30e dimanche ordinaire C — 22-23 octobre 2016
Luc 18, 9-14
Imaginez une cathédrale complètement vide. Deux hommes y entrent. L’un va s’installer au début, au premier rang peut-être, et l’autre tout au fond. Une longueur d’église les sépare… Est-ce vraiment important ? Parce qu’en réalité, tous les deux font la même démarche, ils ont le même souci : prendre un peu de recul, prier. Alors, qu’est-ce qui les oppose ? « L’un était pharisien et l’autre publicain ».
Jésus ne se préoccupe pas de sous-peser les mérites de chacun. Il ne se demande pas qui a tort et qui a raison. Il les regarde prier. Et que voit-il ?
Que le pharisien entre au Temple comme il se rend à la banque. Il vient y faire un dépôt et retirer ses extraits. Il ne triche pas, il ne spécule pas. Non. Il se réjouit de constater qu’il gère bien ses affaires et que son compte est suffisamment garni, même si les taux d’intérêt ne sont pas très élevés par les temps qui courent.
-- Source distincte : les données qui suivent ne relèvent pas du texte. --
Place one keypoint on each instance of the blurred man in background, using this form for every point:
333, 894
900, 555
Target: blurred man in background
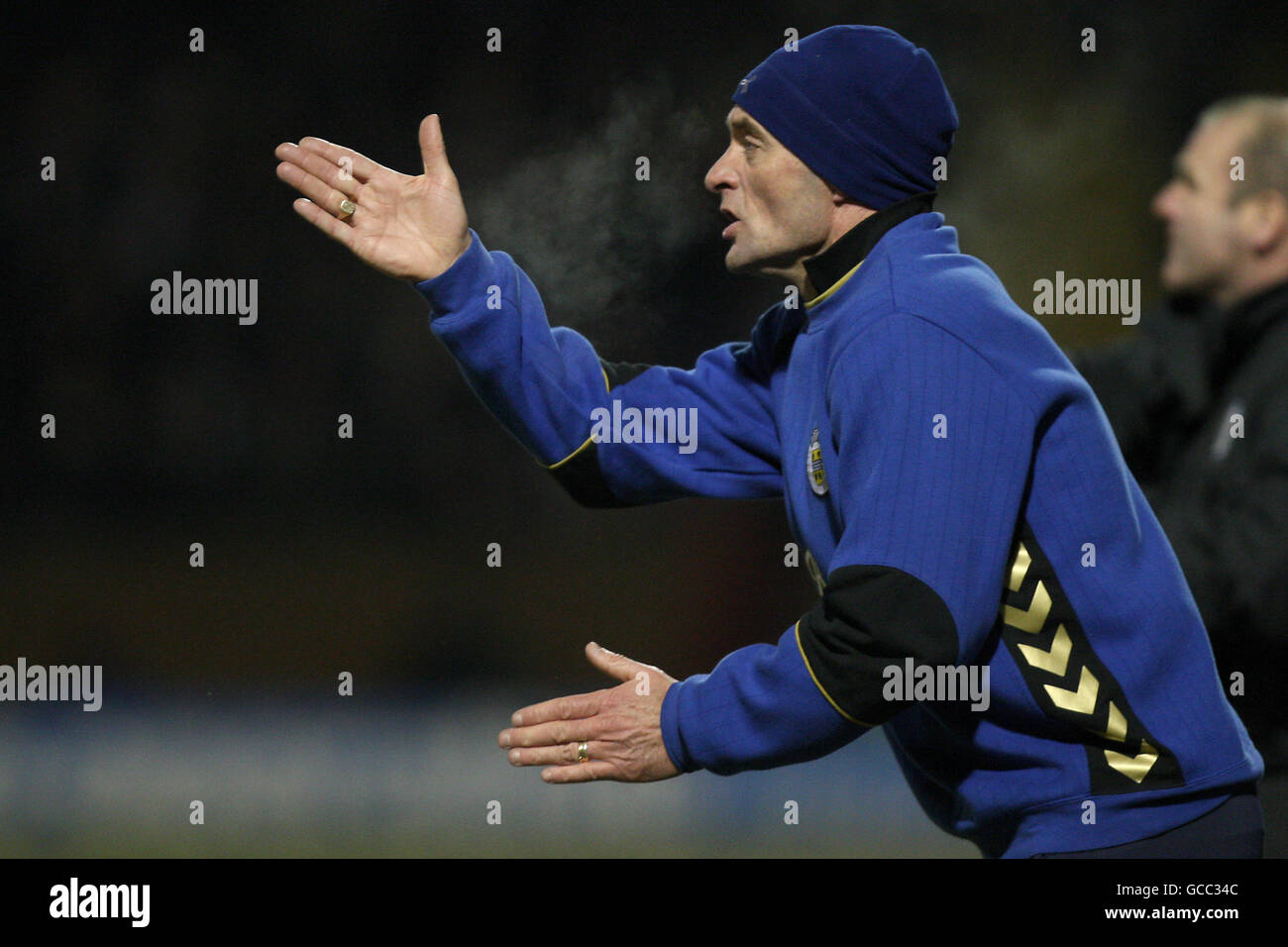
1199, 402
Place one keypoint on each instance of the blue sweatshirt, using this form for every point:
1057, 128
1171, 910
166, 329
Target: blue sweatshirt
965, 510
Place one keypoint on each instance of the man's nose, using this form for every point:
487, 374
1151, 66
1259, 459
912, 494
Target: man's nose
1162, 202
719, 174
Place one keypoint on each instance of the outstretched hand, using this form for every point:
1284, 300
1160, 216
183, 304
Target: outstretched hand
621, 727
408, 227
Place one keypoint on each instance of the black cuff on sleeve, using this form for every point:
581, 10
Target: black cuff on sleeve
868, 618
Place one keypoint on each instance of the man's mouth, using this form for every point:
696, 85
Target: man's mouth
733, 222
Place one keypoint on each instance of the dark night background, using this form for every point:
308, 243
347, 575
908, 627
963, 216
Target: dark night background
369, 554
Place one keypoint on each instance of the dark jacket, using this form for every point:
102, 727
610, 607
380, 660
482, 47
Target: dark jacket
1175, 394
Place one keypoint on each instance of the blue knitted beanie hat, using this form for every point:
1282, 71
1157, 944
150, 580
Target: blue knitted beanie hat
859, 106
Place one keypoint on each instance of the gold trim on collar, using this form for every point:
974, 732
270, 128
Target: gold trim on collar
833, 287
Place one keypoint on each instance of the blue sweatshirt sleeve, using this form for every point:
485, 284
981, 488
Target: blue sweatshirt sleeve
759, 707
666, 433
931, 459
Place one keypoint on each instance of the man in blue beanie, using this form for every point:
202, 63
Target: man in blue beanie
993, 587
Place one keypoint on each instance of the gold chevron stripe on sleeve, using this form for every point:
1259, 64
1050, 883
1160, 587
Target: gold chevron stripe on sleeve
1031, 618
1137, 767
1019, 569
1117, 725
1081, 701
1055, 660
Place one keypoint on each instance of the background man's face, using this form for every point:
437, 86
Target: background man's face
1203, 243
784, 209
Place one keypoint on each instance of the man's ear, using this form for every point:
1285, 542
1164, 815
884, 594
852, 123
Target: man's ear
1263, 219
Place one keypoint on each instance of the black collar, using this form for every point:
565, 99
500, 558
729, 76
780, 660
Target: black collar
1233, 334
827, 268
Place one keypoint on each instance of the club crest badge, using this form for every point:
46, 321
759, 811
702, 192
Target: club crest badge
814, 466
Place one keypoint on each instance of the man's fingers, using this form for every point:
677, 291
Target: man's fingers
433, 151
552, 733
320, 167
561, 755
320, 193
572, 707
323, 222
583, 772
613, 664
361, 166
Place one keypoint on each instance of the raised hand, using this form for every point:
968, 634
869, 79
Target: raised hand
621, 728
408, 227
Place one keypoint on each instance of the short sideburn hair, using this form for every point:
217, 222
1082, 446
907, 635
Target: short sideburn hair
1263, 146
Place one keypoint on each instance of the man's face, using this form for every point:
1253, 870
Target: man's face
782, 208
1205, 245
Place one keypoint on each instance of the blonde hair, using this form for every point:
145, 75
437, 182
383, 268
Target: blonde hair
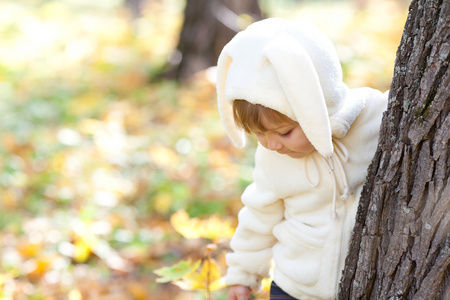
248, 116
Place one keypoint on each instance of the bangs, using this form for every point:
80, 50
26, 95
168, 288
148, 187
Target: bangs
248, 116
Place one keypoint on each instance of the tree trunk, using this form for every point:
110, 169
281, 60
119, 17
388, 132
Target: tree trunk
400, 247
208, 26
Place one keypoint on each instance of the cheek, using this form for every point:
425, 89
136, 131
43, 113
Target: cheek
261, 140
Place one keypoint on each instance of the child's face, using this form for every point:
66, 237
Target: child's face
285, 137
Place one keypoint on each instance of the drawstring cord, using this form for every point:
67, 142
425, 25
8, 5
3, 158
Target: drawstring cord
335, 168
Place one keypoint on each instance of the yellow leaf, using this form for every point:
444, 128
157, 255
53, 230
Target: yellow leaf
75, 295
207, 277
212, 228
82, 251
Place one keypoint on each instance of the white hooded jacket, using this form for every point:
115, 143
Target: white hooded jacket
300, 212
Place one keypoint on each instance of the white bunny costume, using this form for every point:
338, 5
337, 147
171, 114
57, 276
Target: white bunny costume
298, 211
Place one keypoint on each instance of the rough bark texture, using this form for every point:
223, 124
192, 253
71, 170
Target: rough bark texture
400, 247
208, 26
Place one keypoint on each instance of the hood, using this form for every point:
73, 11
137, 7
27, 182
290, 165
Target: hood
291, 67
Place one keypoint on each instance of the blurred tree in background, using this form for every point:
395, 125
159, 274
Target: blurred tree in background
208, 25
108, 170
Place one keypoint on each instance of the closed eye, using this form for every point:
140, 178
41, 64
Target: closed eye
286, 133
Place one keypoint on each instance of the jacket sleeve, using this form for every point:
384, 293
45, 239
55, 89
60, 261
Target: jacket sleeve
252, 243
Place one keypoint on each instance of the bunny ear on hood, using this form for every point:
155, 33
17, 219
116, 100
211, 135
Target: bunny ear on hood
301, 86
293, 68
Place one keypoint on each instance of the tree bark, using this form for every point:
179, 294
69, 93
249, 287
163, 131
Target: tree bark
400, 247
208, 26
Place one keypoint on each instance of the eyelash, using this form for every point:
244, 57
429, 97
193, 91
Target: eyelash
287, 133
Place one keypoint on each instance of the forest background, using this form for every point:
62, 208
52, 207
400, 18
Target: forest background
109, 171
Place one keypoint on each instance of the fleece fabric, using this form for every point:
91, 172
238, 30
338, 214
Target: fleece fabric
301, 212
291, 67
297, 212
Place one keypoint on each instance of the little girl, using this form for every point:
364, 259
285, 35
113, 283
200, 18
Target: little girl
282, 81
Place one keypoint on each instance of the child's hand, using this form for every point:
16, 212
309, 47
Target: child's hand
239, 292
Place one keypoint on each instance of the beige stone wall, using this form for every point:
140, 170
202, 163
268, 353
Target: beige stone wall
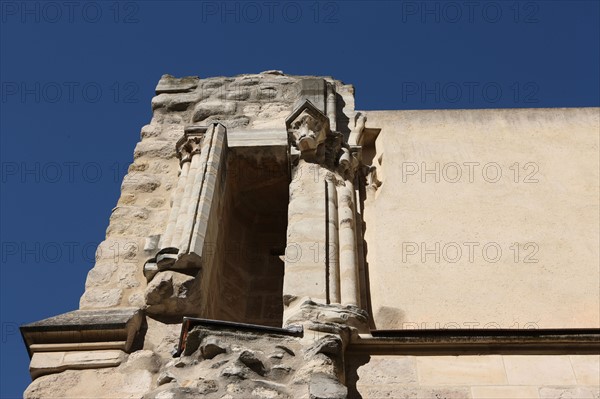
550, 209
246, 102
477, 377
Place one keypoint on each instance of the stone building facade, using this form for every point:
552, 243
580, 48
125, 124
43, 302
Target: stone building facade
271, 241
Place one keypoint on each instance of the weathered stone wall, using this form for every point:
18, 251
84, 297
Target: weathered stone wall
245, 102
259, 212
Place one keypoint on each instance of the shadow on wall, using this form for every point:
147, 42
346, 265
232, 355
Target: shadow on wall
352, 366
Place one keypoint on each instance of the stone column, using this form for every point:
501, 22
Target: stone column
305, 259
187, 199
332, 253
185, 156
331, 107
349, 291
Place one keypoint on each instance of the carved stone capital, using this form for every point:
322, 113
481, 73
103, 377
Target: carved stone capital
188, 145
308, 128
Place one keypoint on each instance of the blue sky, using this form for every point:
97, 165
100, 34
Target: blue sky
77, 80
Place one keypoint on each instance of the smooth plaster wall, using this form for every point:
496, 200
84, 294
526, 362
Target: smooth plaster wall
476, 377
558, 214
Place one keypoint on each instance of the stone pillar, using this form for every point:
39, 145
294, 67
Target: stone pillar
349, 291
305, 259
331, 107
185, 156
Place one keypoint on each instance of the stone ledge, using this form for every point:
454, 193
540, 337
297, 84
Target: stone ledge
55, 362
83, 329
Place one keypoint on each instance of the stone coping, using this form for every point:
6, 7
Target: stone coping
107, 327
478, 341
191, 322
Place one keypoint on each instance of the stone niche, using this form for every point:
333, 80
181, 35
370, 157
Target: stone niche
254, 221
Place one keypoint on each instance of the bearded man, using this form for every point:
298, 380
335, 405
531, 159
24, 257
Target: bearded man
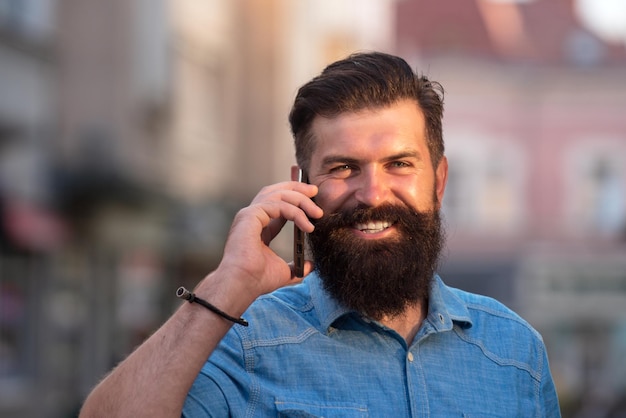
372, 330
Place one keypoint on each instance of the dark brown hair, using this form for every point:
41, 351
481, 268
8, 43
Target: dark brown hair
365, 81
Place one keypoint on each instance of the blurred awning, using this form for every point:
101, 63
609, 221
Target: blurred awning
30, 227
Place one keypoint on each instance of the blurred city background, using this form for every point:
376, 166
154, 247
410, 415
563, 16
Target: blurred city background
131, 131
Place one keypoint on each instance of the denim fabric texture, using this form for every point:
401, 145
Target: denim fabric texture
304, 355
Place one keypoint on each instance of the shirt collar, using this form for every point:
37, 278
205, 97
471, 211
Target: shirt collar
444, 307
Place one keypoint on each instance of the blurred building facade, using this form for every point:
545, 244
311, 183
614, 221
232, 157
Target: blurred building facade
536, 198
131, 132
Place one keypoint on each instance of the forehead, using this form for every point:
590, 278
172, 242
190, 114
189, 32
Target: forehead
386, 129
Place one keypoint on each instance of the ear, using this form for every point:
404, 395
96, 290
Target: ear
441, 179
294, 172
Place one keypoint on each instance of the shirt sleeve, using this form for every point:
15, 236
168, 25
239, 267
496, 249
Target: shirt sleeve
548, 395
221, 388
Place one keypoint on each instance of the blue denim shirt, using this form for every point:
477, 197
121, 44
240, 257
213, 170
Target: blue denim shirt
304, 355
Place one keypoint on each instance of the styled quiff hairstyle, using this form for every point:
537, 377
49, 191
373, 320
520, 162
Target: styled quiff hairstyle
365, 81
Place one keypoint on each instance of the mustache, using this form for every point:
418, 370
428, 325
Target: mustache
394, 214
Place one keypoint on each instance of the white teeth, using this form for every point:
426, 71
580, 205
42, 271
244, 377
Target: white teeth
373, 227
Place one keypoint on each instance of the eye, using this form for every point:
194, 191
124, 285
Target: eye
342, 171
399, 164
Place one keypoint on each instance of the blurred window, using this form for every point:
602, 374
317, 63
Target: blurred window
33, 19
596, 189
485, 187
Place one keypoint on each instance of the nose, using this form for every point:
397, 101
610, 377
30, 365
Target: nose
372, 188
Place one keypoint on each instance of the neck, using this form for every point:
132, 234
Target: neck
408, 322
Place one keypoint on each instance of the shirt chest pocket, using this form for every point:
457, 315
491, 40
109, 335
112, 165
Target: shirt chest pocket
306, 409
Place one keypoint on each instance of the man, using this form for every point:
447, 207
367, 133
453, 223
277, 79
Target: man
372, 330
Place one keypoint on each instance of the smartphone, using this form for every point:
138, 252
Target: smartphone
299, 238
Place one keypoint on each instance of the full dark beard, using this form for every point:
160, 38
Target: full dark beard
379, 277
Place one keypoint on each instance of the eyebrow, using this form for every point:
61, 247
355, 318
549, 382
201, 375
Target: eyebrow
334, 159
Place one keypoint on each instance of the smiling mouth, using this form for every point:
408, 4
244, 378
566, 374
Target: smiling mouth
373, 227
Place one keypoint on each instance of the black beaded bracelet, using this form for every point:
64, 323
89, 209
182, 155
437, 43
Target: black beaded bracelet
183, 293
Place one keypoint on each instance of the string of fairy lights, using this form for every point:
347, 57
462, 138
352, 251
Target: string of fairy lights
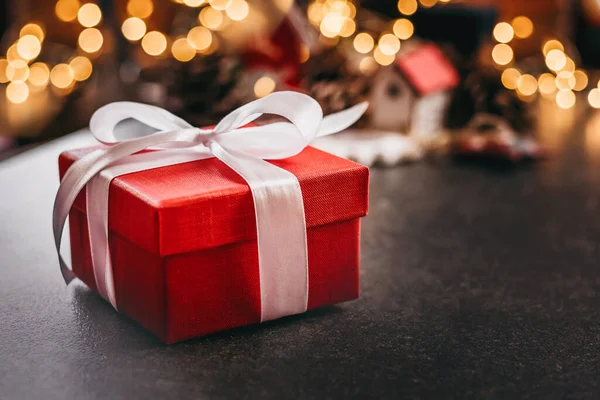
561, 81
24, 75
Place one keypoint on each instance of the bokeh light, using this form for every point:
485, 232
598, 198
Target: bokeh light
17, 71
332, 25
527, 85
81, 67
133, 28
547, 84
182, 50
90, 40
363, 43
220, 4
33, 29
264, 86
502, 54
367, 65
66, 10
556, 60
17, 92
193, 3
200, 38
403, 29
522, 26
89, 15
565, 99
62, 76
237, 10
594, 98
503, 32
154, 43
389, 44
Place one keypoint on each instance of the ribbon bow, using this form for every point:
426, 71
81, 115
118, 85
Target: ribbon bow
281, 226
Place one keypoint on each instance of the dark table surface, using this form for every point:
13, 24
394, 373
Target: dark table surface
476, 283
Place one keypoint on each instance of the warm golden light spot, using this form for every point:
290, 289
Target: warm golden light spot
237, 10
211, 18
527, 85
407, 7
581, 80
17, 92
565, 80
381, 58
594, 98
565, 99
133, 29
569, 65
552, 44
264, 86
367, 65
363, 43
389, 44
522, 26
90, 40
315, 13
556, 59
29, 47
33, 29
220, 4
199, 38
332, 25
403, 29
304, 53
39, 74
428, 3
12, 54
502, 54
3, 66
17, 71
62, 76
546, 83
510, 77
349, 28
193, 3
66, 10
182, 50
154, 43
503, 32
140, 8
89, 15
82, 68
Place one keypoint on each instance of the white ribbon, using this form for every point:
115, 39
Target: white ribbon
279, 209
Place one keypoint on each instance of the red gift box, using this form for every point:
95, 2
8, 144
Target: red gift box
183, 241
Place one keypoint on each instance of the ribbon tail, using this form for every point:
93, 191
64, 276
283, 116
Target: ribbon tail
281, 232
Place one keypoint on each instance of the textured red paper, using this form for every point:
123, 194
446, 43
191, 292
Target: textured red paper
183, 241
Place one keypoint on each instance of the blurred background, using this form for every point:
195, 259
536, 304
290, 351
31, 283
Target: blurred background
484, 77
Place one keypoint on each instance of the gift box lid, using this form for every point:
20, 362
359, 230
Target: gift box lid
204, 204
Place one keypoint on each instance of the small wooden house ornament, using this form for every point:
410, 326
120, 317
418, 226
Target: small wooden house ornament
412, 94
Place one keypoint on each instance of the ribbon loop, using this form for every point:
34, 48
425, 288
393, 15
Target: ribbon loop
278, 204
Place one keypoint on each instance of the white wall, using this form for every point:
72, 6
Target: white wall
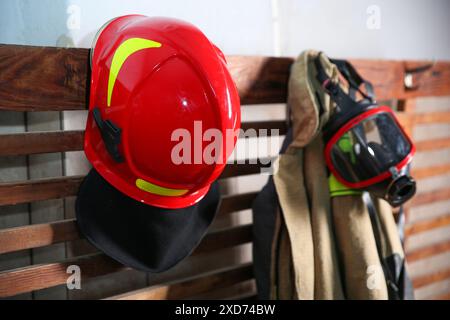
411, 29
396, 29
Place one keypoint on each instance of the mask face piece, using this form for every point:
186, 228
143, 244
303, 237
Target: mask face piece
370, 152
366, 147
364, 150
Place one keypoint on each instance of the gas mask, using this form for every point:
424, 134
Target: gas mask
366, 147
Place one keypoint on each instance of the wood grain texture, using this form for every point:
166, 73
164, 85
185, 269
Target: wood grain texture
38, 189
41, 235
66, 186
41, 276
48, 78
43, 78
185, 288
62, 141
40, 142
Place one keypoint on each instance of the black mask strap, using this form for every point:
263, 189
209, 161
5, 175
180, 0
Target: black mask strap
343, 100
111, 135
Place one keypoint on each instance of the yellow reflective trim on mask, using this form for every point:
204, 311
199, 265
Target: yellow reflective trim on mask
161, 191
337, 189
126, 48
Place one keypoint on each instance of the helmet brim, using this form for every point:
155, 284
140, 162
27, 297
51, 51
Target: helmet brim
138, 235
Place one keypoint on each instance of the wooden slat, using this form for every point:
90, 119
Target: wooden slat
185, 288
279, 125
260, 79
237, 202
244, 169
37, 235
40, 235
37, 277
431, 278
47, 78
39, 189
43, 78
66, 186
427, 225
40, 142
428, 251
61, 141
226, 238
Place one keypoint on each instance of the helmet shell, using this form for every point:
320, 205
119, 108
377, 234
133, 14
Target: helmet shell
151, 77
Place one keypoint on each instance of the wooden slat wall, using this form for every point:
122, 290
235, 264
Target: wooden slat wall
55, 79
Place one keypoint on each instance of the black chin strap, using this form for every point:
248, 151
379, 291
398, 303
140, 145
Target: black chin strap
111, 135
354, 80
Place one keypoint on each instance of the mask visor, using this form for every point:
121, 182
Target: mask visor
363, 151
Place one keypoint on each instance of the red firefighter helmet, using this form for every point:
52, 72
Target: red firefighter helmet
150, 77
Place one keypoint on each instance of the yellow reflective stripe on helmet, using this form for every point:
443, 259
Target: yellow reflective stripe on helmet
126, 48
153, 188
338, 189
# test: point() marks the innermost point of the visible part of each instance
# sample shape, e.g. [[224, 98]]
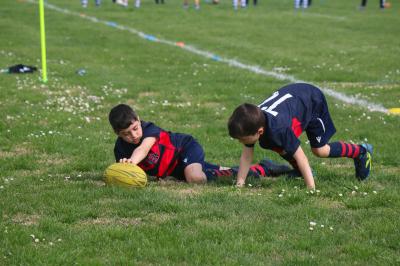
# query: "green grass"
[[55, 140]]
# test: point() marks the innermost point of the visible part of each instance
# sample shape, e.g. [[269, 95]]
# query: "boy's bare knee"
[[194, 174]]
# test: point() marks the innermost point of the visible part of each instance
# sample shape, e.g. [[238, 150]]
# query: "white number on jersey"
[[270, 109]]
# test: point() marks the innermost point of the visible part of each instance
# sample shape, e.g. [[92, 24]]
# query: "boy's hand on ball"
[[126, 160]]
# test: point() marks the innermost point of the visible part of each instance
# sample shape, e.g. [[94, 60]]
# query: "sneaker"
[[363, 163], [274, 169]]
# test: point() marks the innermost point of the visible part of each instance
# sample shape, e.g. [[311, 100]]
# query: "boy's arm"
[[141, 152], [245, 161], [304, 167]]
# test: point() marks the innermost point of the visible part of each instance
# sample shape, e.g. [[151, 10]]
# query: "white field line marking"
[[231, 62]]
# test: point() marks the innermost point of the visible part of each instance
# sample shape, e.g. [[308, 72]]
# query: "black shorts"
[[192, 152]]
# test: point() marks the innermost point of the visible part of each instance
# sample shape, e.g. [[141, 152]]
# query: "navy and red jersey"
[[163, 156], [290, 111]]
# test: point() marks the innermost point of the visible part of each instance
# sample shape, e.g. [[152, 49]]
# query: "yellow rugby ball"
[[125, 175]]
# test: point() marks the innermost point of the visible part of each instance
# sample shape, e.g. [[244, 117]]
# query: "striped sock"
[[342, 149]]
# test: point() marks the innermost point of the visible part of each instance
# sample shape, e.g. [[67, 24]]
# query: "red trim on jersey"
[[296, 127], [343, 149], [162, 156]]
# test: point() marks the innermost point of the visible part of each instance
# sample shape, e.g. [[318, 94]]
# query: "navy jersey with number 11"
[[290, 111]]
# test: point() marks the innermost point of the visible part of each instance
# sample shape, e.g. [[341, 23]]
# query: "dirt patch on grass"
[[148, 94], [330, 204], [15, 152], [26, 219], [53, 159], [159, 218], [112, 221]]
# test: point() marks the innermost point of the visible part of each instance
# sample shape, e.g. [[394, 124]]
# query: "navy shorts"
[[192, 152], [321, 128]]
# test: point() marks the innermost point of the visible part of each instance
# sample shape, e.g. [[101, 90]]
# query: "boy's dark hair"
[[245, 121], [121, 117]]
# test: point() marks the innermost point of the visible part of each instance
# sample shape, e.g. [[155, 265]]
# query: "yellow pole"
[[43, 41]]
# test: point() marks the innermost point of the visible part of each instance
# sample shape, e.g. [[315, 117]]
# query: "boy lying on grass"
[[162, 153]]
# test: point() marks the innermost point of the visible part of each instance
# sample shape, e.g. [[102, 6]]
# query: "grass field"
[[55, 139]]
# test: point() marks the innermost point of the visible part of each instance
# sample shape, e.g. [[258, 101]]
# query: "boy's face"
[[133, 134], [252, 139]]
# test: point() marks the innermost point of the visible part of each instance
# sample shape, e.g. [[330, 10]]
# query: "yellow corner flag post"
[[43, 41]]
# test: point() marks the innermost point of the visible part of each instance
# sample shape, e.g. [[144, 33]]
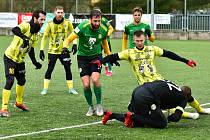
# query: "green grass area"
[[58, 109]]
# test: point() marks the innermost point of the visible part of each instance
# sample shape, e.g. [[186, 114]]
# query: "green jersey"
[[105, 22], [90, 39], [131, 28], [57, 34], [16, 52], [142, 62]]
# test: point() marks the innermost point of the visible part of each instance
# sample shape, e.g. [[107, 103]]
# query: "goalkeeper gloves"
[[74, 49], [191, 63], [41, 55]]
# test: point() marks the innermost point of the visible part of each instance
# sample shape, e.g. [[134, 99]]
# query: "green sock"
[[110, 67], [97, 91], [88, 96]]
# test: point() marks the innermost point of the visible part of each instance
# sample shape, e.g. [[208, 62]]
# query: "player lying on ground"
[[142, 59], [148, 101]]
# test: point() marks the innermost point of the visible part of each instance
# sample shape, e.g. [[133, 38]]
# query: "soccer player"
[[136, 25], [91, 34], [148, 101], [142, 60], [24, 41], [104, 21], [58, 29]]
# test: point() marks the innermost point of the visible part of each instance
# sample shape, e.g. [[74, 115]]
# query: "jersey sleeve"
[[124, 55], [158, 51], [71, 27], [47, 30], [105, 22]]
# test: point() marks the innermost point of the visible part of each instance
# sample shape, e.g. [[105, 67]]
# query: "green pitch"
[[58, 109]]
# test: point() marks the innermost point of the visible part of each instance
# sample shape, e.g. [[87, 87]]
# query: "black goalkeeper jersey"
[[163, 93]]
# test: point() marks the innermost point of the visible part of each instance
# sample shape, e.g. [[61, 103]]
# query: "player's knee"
[[9, 82], [21, 82], [86, 85]]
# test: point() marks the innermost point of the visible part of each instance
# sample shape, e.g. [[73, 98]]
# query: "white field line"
[[63, 128]]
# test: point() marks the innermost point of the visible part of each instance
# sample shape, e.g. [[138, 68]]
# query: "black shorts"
[[141, 102], [14, 69], [64, 58], [89, 64]]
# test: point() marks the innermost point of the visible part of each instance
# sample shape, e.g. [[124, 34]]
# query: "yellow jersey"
[[16, 52], [142, 62]]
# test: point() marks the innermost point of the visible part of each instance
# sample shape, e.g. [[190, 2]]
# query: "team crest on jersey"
[[100, 36], [11, 71], [92, 41]]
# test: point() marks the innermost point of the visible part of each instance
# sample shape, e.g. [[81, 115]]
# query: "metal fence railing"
[[192, 22]]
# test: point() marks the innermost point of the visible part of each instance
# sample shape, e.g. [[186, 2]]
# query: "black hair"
[[95, 12], [138, 33]]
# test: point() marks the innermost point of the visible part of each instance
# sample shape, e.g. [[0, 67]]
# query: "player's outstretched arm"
[[176, 57]]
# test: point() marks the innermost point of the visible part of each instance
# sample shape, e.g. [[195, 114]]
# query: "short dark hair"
[[97, 8], [95, 12], [137, 9], [36, 13], [138, 33]]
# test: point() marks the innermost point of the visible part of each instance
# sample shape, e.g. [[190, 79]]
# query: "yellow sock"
[[46, 83], [19, 94], [195, 104], [69, 84], [5, 98], [184, 114]]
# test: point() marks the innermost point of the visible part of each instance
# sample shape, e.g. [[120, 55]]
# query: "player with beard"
[[104, 21], [148, 101], [58, 29], [24, 41], [134, 26], [142, 59], [91, 34]]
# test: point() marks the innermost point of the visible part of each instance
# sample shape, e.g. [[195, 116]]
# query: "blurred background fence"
[[174, 19]]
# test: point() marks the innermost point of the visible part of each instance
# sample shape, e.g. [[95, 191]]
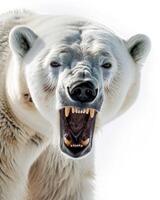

Le publicain, beaucoup plus voleur que le pharisien, et qui gagne bien plus d’argent que lui, ne vient rien déposer à la banque. Il n’épargne pas. À la limite, je le soupçonne de jeter son argent par la fenêtre et de le dépenser avec Dieu sait qui. Sur quoi porte donc l’opposition ?
Tout simplement – si j’ose dire – sur la relation à Dieu. Il y a, dans cette histoire, une tension fondamentale entre la prière du début : « Mon Dieu, je te rends grâce » et celle de la fin : « Mon Dieu, prends pitié du pécheur que je suis ! » Le premier dit merci et le second appelle au secours.
C’est beau de dire merci. Seulement voilà : il n’y a pas assez de distance dans le merci du pharisien. Il dit merci pour lui, pour sa chance, pour sa bonne santé. Dieu n’est plus que son conseiller en placements spirituels.
Le Dieu du publicain est un peu plus loin. Il ne le fréquente pas beaucoup.
Mais il ne l’enferme pas non plus. Il ne le fixe pas à résidence derrière un guichet.
Il l’appelle : « Mon Dieu, prends pitié ».
Dans la vie, la vôtre, la mienne – vous le savez bien – la coupure n’est pas radicale entre le pharisien et le publicain. N’est-ce pas à l’intérieur de chacun de nous que passe la frontière ?
Il suffirait d’un rien pour que le publicain remercie : « Mon Dieu, je te rends grâce, parce que tu m’accueilles comme je suis ».
Il suffirait d’un rien pour que le pharisien supplie : « Mon Dieu, prends pitié du pharisien que je suis ».
Ainsi, le pharisien reculerait un peu, le publicain s’avancerait un peu… et les deux se retrouveraient, côte à côte, vers le milieu de la cathédrale.
Oui, il suffirait d’un rien pour que deux prières traversent les nuées en se donnant la main.